Mixed Regression via Approximate Message Passing

from arxiv, 44 pages. To appear in the Journal of Machine Learning Research. A shorter version of this paper appeared in the proceedings of AISTATS 2023

We study the problem of regression in a generalized linear model (GLM) with multiple signals and latent variables. This model, which we call a matrix GLM, covers many widely studied problems in statistical learning, including mixed linear regression, max-affine regression, and mixture-of-experts. In mixed linear regression, each observation comes from one of $L$ signal vectors (regressors), but we do not know which one; in max-affine regression, each observation comes from the maximum of $L$ affine functions, each defined via a different signal vector. The goal in all these problems is to estimate the signals, and possibly some of the latent variables, from the observations. We propose a novel approximate message passing (AMP) algorithm for estimation in a matrix GLM and rigorously characterize its performance in the high-dimensional limit. This characterization is in terms of a state evolution recursion, which allows us to precisely compute performance measures such as the asymptotic mean-squared error. The state evolution characterization can be used to tailor the AMP algorithm to take advantage of any structural information known about the signals. Using state evolution, we derive an optimal choice of AMP `denoising' functions that minimizes the estimation error in each iteration. The theoretical results are validated by numerical simulations for mixed linear regression, max-affine regression, and mixture-of-experts. For max-affine regression, we propose an algorithm that combines AMP with expectation-maximization to estimate intercepts of the model along with the signals. The numerical results show that AMP significantly outperforms other estimators for mixed linear regression and max-affine regression in most parameter regimes.
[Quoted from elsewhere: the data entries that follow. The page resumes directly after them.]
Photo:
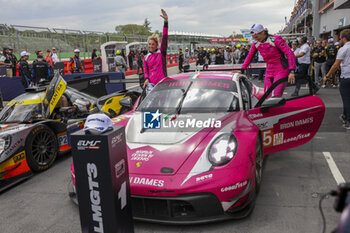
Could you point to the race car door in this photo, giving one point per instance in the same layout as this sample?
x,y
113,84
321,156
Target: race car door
x,y
53,93
288,121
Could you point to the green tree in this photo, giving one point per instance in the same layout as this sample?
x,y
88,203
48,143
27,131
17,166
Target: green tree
x,y
132,29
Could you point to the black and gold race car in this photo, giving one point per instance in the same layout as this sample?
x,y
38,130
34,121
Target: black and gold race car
x,y
36,126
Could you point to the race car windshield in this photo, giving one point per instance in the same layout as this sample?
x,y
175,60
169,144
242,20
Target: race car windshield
x,y
203,96
20,113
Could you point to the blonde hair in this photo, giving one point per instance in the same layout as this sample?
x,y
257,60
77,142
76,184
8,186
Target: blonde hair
x,y
154,37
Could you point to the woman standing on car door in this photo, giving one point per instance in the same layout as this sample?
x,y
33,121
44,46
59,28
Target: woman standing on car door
x,y
279,58
155,63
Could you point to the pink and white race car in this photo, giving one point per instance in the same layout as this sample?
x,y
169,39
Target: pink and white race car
x,y
197,141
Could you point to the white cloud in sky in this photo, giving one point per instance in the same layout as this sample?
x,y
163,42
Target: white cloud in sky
x,y
204,16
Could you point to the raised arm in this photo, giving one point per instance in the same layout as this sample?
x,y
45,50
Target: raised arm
x,y
164,43
248,59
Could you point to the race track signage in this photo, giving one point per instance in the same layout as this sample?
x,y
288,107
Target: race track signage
x,y
229,39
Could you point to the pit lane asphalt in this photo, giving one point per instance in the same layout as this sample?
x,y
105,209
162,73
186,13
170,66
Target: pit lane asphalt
x,y
292,183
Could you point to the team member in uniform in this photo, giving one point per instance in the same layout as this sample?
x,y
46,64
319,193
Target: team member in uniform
x,y
6,61
155,63
237,54
343,61
24,70
273,49
14,62
212,57
75,64
331,54
187,58
318,54
227,55
119,62
220,57
304,62
42,70
181,60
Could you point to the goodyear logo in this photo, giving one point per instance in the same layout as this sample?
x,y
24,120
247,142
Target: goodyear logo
x,y
19,157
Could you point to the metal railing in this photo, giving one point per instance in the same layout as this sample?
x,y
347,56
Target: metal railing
x,y
32,39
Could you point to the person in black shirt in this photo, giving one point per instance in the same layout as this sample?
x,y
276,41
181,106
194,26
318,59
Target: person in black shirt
x,y
318,54
94,55
220,57
14,62
331,54
41,70
24,70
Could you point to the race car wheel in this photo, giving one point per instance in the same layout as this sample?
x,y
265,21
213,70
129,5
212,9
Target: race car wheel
x,y
258,164
41,148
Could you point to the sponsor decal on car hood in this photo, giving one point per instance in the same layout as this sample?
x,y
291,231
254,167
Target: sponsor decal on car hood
x,y
162,153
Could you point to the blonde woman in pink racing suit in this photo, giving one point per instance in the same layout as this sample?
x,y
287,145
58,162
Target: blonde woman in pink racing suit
x,y
279,58
155,62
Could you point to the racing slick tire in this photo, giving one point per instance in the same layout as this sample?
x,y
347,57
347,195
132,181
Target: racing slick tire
x,y
258,164
41,148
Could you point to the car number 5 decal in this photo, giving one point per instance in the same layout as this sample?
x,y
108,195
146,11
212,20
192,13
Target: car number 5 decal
x,y
267,137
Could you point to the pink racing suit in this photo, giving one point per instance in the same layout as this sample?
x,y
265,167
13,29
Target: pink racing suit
x,y
155,64
273,50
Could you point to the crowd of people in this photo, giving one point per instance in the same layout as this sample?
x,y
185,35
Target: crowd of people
x,y
235,54
41,69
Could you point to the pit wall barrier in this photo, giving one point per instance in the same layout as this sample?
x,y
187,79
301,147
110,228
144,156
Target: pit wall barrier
x,y
172,61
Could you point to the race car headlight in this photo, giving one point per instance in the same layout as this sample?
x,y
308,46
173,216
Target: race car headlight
x,y
5,142
222,150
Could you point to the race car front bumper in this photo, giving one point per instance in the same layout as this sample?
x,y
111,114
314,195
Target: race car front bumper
x,y
194,208
187,209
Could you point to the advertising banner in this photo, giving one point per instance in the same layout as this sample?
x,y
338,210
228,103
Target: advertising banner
x,y
228,40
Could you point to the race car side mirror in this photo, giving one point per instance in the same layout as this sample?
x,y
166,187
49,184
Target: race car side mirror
x,y
271,103
126,102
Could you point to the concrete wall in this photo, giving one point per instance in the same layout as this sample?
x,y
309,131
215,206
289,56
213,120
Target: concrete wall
x,y
331,18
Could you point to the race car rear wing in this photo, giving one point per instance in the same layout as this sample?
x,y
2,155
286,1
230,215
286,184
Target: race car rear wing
x,y
227,67
97,85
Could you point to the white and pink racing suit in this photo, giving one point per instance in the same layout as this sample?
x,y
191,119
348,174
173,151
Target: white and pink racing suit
x,y
155,63
273,50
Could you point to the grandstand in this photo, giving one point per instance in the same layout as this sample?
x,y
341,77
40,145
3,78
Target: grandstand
x,y
31,39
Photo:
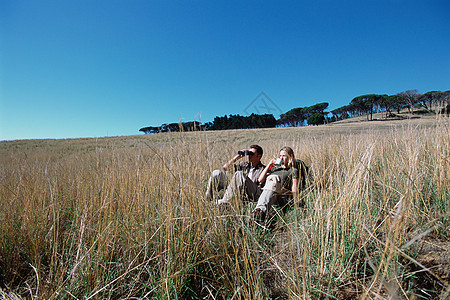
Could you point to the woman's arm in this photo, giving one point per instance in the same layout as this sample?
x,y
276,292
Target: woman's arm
x,y
266,171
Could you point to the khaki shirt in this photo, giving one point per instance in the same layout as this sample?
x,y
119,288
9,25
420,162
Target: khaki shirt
x,y
252,173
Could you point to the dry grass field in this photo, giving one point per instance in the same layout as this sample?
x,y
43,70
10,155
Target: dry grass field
x,y
127,218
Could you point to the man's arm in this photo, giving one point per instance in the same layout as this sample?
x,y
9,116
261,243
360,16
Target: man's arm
x,y
232,161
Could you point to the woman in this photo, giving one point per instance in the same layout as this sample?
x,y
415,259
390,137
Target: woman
x,y
281,179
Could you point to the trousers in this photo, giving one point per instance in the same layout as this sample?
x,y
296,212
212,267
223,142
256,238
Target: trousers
x,y
271,189
239,186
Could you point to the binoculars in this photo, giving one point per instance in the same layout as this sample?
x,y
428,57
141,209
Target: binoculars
x,y
246,152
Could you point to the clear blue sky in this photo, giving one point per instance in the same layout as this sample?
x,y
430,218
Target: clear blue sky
x,y
95,68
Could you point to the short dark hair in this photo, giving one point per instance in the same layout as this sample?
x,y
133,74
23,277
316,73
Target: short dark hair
x,y
258,149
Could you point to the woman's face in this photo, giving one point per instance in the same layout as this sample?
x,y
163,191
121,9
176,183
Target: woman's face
x,y
284,157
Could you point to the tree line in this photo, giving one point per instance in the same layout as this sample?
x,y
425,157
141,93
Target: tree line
x,y
368,105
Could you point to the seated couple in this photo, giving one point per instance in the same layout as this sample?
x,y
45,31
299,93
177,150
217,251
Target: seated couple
x,y
255,181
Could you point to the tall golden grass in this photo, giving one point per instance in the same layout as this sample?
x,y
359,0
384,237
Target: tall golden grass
x,y
126,217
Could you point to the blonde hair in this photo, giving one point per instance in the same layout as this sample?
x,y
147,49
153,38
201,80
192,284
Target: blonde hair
x,y
291,157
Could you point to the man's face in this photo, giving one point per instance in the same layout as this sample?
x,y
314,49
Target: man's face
x,y
254,158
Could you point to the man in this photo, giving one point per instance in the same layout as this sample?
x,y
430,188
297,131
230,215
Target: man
x,y
245,179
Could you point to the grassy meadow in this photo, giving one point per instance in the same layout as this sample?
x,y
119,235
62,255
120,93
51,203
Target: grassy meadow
x,y
127,218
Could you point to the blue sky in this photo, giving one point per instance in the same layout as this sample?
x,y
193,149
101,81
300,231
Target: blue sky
x,y
95,68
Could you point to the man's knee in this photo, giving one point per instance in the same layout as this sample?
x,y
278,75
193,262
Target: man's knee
x,y
239,176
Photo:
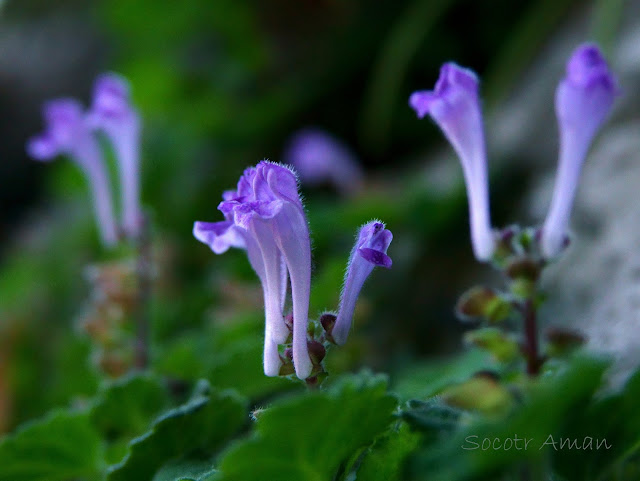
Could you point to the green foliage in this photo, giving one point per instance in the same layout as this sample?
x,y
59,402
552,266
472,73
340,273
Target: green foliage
x,y
200,425
126,407
385,460
311,436
545,411
62,446
186,470
421,381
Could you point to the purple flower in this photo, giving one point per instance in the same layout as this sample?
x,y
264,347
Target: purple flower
x,y
68,133
455,107
112,113
319,157
370,250
265,216
583,101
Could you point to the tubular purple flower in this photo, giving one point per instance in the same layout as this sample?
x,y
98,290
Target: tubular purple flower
x,y
455,107
369,251
319,157
67,133
112,113
266,213
584,99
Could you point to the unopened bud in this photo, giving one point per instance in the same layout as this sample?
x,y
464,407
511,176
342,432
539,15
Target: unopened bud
x,y
502,347
316,351
483,303
328,320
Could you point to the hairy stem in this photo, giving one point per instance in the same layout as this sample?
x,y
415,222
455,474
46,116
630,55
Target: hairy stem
x,y
143,271
531,338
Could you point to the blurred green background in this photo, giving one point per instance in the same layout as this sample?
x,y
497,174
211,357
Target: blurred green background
x,y
221,85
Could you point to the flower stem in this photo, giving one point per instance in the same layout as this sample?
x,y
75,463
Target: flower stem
x,y
143,271
531,338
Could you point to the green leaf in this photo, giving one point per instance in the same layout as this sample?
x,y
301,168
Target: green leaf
x,y
201,424
62,446
186,470
127,406
431,416
386,457
309,436
614,418
548,404
423,381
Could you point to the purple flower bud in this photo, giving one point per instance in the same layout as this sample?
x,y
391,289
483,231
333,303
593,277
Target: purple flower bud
x,y
583,101
319,157
266,213
370,250
112,113
67,133
455,107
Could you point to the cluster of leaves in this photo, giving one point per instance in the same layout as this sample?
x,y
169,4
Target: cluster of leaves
x,y
143,427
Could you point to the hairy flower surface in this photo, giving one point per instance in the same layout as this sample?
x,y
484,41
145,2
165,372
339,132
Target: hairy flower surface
x,y
454,105
369,251
112,113
584,99
67,132
265,216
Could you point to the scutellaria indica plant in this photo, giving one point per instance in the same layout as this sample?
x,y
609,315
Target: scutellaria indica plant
x,y
143,424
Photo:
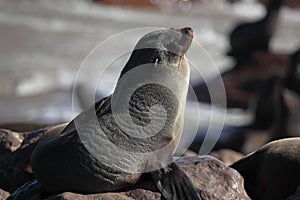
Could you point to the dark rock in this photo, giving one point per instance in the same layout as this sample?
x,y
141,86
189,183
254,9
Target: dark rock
x,y
15,152
273,171
3,194
23,126
212,178
227,156
296,196
9,141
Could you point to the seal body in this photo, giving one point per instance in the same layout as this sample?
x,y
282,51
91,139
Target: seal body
x,y
273,172
134,130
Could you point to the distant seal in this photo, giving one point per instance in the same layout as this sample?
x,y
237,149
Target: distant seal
x,y
273,172
95,155
246,38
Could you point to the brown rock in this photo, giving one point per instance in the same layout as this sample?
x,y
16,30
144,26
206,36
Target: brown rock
x,y
212,178
228,156
3,194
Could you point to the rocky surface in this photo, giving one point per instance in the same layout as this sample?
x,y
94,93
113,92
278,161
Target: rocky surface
x,y
227,156
212,178
3,194
295,196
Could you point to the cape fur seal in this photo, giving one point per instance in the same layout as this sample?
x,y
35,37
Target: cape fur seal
x,y
110,152
273,172
249,37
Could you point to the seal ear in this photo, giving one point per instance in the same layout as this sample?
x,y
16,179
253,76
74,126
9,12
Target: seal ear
x,y
174,184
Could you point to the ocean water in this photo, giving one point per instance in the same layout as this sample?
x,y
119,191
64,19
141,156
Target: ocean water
x,y
45,42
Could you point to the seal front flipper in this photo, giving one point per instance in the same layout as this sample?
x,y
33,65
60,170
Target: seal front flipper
x,y
174,184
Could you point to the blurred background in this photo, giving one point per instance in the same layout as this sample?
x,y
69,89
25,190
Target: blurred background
x,y
44,42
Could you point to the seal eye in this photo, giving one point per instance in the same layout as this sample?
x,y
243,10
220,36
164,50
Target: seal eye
x,y
172,47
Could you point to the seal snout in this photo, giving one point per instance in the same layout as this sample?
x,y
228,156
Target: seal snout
x,y
187,31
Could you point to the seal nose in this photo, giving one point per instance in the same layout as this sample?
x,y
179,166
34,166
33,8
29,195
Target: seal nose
x,y
187,31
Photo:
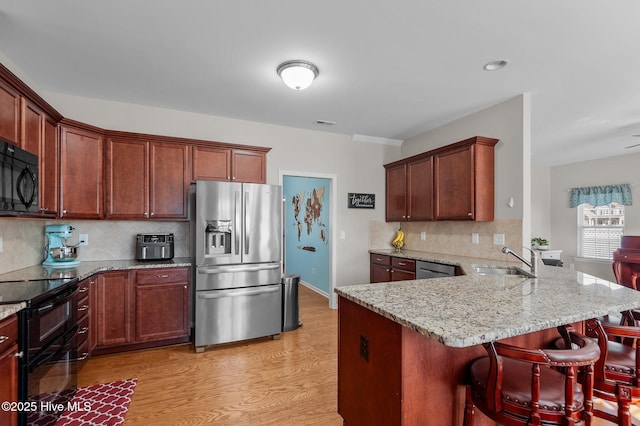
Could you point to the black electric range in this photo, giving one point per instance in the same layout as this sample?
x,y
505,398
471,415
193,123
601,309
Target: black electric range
x,y
32,292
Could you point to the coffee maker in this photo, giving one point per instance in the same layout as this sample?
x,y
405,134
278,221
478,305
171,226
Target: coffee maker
x,y
58,253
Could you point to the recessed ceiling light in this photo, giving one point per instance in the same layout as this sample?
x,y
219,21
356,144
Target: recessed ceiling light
x,y
495,65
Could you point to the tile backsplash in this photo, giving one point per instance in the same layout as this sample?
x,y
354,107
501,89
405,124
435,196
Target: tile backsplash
x,y
23,239
449,237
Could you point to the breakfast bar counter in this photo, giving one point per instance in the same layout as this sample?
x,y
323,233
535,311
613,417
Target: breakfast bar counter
x,y
404,347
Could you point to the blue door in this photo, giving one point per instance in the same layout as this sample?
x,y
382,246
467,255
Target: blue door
x,y
306,229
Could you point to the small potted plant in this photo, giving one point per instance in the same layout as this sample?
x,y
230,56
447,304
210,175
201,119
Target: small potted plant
x,y
538,243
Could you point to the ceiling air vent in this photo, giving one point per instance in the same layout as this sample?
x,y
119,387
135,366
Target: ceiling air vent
x,y
325,122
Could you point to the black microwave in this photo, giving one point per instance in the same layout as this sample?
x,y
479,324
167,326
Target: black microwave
x,y
18,181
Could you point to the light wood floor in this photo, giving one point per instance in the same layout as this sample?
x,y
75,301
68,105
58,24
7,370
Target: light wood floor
x,y
291,381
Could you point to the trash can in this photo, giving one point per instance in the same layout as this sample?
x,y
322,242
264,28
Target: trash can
x,y
290,306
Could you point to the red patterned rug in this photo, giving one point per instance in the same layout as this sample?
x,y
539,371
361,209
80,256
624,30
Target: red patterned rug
x,y
95,405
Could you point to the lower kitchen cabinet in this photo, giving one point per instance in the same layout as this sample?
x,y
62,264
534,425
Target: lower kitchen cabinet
x,y
9,368
162,304
114,309
385,268
142,308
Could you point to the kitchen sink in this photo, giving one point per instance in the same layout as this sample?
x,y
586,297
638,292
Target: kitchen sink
x,y
507,271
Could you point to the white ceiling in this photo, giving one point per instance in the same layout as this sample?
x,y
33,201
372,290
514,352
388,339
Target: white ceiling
x,y
388,69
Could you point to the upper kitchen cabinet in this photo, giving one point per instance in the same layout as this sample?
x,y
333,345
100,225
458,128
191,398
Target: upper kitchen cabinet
x,y
464,180
81,171
454,182
409,190
229,164
146,180
9,113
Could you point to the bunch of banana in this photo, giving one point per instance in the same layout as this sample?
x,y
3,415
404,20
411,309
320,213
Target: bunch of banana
x,y
398,242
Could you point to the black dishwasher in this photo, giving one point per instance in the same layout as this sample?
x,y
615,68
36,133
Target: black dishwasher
x,y
426,269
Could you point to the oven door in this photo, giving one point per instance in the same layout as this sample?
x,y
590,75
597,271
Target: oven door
x,y
48,369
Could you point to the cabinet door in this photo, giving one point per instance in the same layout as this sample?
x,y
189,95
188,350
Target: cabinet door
x,y
48,171
32,134
420,189
211,163
162,304
114,309
454,184
81,154
9,114
169,181
396,193
248,166
127,177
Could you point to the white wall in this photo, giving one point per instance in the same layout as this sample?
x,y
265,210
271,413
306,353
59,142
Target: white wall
x,y
356,165
605,171
508,121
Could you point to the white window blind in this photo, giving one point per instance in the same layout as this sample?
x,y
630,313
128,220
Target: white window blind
x,y
600,230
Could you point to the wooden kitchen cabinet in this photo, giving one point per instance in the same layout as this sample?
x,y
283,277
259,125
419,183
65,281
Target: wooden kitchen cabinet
x,y
385,268
114,314
9,368
87,324
9,113
228,164
454,182
162,304
464,180
81,172
142,308
409,190
146,180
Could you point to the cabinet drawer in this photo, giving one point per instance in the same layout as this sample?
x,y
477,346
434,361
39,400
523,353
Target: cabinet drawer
x,y
8,332
381,259
402,263
158,276
83,329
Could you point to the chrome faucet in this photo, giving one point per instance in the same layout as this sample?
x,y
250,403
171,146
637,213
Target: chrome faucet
x,y
533,264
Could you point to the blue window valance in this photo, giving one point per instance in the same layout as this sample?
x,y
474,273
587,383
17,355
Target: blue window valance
x,y
601,195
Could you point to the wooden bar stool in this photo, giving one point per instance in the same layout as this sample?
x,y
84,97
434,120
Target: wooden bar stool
x,y
617,373
516,386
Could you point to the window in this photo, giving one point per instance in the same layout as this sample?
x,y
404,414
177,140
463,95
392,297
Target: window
x,y
600,230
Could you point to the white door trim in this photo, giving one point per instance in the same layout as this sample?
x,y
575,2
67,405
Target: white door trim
x,y
333,297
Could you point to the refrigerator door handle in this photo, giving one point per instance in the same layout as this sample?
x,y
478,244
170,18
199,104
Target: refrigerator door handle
x,y
247,223
227,269
217,294
238,213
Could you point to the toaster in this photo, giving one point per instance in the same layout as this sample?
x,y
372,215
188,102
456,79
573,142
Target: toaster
x,y
154,246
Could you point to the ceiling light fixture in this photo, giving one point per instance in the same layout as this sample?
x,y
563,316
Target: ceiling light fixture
x,y
495,65
297,74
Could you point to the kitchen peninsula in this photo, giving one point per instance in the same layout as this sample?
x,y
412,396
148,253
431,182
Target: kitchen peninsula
x,y
404,347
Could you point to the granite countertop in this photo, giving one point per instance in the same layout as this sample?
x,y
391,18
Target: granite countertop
x,y
473,309
82,271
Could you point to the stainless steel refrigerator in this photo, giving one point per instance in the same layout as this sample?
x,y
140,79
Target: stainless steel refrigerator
x,y
238,237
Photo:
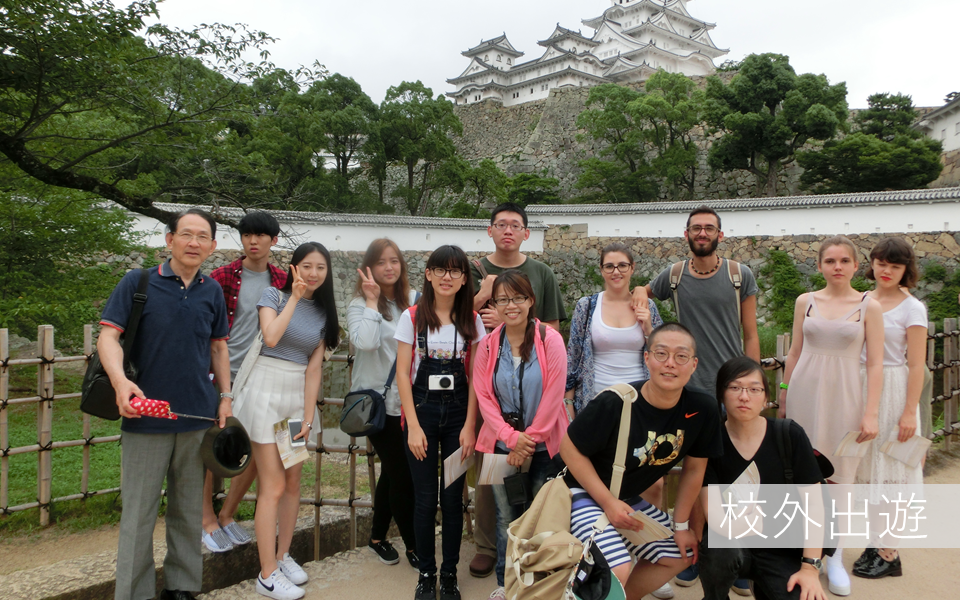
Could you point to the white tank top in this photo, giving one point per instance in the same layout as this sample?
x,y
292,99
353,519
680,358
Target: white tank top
x,y
617,351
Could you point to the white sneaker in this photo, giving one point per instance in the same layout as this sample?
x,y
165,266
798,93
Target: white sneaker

翻译：我们研究广义线性模型（GLM）中具有多信号和潜变量的回归问题。这一我们称之为矩阵GLM的模型涵盖了统计学习中许多广泛研究的问题，包括混合线性回归、最大仿射回归和专家混合模型。在混合线性回归中，每个观测值来自L个信号向量（回归变量）中的一个，但我们不知道具体是哪一个；在最大仿射回归中，每个观测值来自L个仿射函数的最大值，每个函数由不同的信号向量定义。所有这些问题的目标是从观测值中估计信号以及可能的潜变量。我们提出了一种新颖的近似消息传递（AMP）算法用于矩阵GLM中的估计，并严格刻画了其在高维极限下的性能。该刻画基于状态演化递归，使我们能够精确计算诸如渐近均方误差等性能度量。状态演化特性可用于定制AMP算法以利用已知信号的任何结构信息。通过状态演化，我们推导出每次迭代中最小化估计误差的最优AMP“去噪”函数选择。理论结果通过混合线性回归、最大仿射回归和专家混合模型的数值模拟得到验证。针对最大仿射回归，我们提出了一种将AMP与期望最大化相结合来估计模型截距与信号的算法。数值结果表明，在大多数参数范围内，AMP在混合线性回归和最大仿射回归中显著优于其他估计器。